魔法が使えないらしい二人には魔法意外の所で警戒してもらうしかない。
そうこうしていると分かれ道に辿り着く。
「どっちじゃ?」
「こっちですね」
俺は迷わず左手を指差す。
右手は危険と言うよりは何か嫌な感じがする程度だが、そういう場合今までの経験から行き止まりや遠回りで罠という場合が多くあるのだ。

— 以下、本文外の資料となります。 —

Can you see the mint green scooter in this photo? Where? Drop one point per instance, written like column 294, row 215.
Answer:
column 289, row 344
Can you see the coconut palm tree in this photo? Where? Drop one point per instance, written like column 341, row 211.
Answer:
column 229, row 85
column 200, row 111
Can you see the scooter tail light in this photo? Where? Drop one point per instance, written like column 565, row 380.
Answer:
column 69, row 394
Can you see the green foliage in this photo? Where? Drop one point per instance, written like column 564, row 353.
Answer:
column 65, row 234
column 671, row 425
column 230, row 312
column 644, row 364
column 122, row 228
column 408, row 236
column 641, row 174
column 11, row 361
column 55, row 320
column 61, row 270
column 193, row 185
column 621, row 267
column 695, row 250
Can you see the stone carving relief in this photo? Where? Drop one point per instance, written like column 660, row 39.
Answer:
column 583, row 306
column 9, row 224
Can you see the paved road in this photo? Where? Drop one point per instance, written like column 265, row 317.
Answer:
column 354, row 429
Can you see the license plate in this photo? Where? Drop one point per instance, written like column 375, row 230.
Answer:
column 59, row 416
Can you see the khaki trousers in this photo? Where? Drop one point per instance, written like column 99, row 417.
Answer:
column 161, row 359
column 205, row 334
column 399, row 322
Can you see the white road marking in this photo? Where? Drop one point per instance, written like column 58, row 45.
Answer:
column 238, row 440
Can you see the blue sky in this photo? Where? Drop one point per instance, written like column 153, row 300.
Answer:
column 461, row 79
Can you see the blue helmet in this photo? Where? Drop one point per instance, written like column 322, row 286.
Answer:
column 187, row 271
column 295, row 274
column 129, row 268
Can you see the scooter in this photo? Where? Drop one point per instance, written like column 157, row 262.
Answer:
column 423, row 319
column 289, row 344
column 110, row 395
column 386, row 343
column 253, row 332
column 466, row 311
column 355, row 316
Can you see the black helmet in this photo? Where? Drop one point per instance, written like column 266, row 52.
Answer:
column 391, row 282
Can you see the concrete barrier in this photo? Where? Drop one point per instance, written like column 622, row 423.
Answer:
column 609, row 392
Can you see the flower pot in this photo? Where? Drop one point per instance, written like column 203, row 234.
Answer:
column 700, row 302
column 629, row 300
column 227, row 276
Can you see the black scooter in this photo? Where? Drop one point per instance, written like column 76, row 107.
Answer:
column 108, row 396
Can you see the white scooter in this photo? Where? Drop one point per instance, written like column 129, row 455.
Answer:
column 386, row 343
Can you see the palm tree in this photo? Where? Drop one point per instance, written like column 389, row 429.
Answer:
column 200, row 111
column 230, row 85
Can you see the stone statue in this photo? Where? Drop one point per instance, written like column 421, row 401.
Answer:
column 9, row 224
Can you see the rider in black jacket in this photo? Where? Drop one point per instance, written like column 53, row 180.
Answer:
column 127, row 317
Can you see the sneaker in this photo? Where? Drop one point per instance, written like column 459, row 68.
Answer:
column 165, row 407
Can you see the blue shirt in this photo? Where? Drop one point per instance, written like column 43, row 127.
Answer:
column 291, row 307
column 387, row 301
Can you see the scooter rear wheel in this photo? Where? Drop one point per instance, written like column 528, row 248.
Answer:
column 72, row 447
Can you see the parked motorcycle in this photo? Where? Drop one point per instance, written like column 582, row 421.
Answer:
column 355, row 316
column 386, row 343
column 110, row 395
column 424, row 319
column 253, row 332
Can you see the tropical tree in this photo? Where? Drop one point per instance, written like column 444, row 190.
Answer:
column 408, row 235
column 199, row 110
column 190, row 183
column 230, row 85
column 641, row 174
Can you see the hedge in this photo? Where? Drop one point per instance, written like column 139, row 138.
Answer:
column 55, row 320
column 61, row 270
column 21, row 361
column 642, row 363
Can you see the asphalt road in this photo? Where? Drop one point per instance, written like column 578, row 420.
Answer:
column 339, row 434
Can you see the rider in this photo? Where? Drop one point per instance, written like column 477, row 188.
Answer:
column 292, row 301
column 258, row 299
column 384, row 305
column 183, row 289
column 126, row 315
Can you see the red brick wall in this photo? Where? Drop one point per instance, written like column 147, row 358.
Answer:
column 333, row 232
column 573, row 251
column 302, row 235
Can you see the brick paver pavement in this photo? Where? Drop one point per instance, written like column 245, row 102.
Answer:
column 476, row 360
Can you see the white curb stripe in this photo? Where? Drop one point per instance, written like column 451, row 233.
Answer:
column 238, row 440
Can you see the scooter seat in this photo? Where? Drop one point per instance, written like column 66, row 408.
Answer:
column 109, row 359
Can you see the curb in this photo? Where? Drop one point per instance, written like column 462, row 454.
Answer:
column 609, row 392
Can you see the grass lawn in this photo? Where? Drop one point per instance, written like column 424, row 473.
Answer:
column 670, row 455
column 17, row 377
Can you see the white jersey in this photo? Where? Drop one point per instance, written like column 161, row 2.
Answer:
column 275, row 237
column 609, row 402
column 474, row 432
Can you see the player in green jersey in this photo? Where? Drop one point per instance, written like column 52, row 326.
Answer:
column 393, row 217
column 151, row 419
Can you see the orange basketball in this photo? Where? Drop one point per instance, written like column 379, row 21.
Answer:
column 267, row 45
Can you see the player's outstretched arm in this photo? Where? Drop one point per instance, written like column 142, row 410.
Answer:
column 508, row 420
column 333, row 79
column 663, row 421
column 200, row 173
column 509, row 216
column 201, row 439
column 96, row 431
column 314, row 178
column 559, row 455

「何の疑問無く従ってたけど何でトーヤくんが先頭なのか聞いてもいい?」
いつの間にかくん付けですねファイリスさん。
まあ良いですけどね、多分年上だし。
「信じられないかもしれないですけど、俺の魔法らしいんですが。危険を察知する能力があるんです」
「疑問系が多いね。自分の魔法なんだよね?」
もっともな疑問ですね。俺もそう思います。
「俺は生まれた時からずっと持っている能力だから魔法って言われてもピンと来ないんだよね・・・・」
魔力とかどうなってるんだと言いたくなる。
実際習得した魔法はきちんと魔力を消費した感覚が分かるだけに謎である。
「あ、ファイリスさんそこの一段高くなってる岩踏まないで下さい。多分危ないです」
「おっと・・」
軽やかに避けるファイリスさん。
流石に身のこなしが違う。
「テインさんそこの壁触らない方がいいです。結構ヤバそうな気配がします」
「え?もう触っちゃったんですけど・・・うおぉ!?」
するとテインさんが触った壁ごと天井が崩れて生き埋めになった。
「『アナ』」
リリア様が素早く岩に触れて魔法を発動する。
一瞬で岩が液状化してなくなる。
「死んだかと思った・・・・」
咄嗟に頭を庇ったようで体は大丈夫なようだった。
「ごめんなさい言うの遅かったですね」
「まあ、助かったからいいよ」
「半信半疑だったけど本当に危険か分かるのね」
まああの説明じゃ俺も信じないよ正直。
何回か危ない場面もあったものの何とか先に進めていたのだが、ここで残念なお知らせをしなければならないようだった。
「・・・・・あー」
「どうしたのじゃトーヤ?」
「一歩も進めなくなりました・・・・・」
ここから一歩でも進んだらアウトくさいんだよなぁ。
一見して何もない通路が広がってるだけなんだけど、明らかにさっきとは比べ物にならない警報が頭の中でなりっぱなしである。
「探知には何か反応ありませんか?」
「確かに魔力らしき気配は感じるが何があるかは分からないのじゃ。危険な気配はせんのじゃが・・・・」
「でも戻る道はないんだ。進むしか無いですよ」
確かにそうするしかないんだけど俺進むのやだなぁ。
しかしリリア様に進ませるのはあまりにカッコ悪い事は出来ない。
俺は内心びくびくしながらも決意すると一歩を踏み出した。
「!?しまっ!!!」
リリア様の声は最期まで聞くことは出来ずに俺の視界は光に飲まれた。